The blackout, which turned out the lights for some 600 million people last year and represented the biggest power outage in human history, symbolized the country’s crumbling energy infrastructure and desperate need for upgrades.
"I don't understand the importance of India sending a space mission to Mars when half of its children are undernourished and half of all Indian families have no access to sanitation,” Jean Drèze, a development economist at the Delhi School of Economics, complained to the Financial Times.
He suggested that the space mission is "part of the Indian elite's delusional quest for superpower status."

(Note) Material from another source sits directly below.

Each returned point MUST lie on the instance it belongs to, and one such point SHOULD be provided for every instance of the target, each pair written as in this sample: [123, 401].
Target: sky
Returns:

Last August, an editorial in Times of India, cautioned that India’s space ambitions should have pragmatic and realistic objectives, rather than reflect a “false sense of national pride."
"More attention needs to be paid to the poor on issues such as health, drinking water and literacy," Bindeshwar Pathak, a prominent welfare activist, told Agence France Presse. "Going to space might have some scientific benefits, but it alone will not help the condition of India's poor."
According to the World Bank, one-third of Indians live below the poverty line, while the U.N. said that one-third of the world’s malnourished children live in India.
Krishan Lal, president of the Indian National Science Academy, commented on the relative strangeness of India seeking to explore Mars.
“India is a country which works on different levels. On the one hand, we have a space mission; on the other hand, a large number of bullock carts,” he said. “You can’t, say, remove all the bullock carts, then move into space. You have to move forward in all directions.”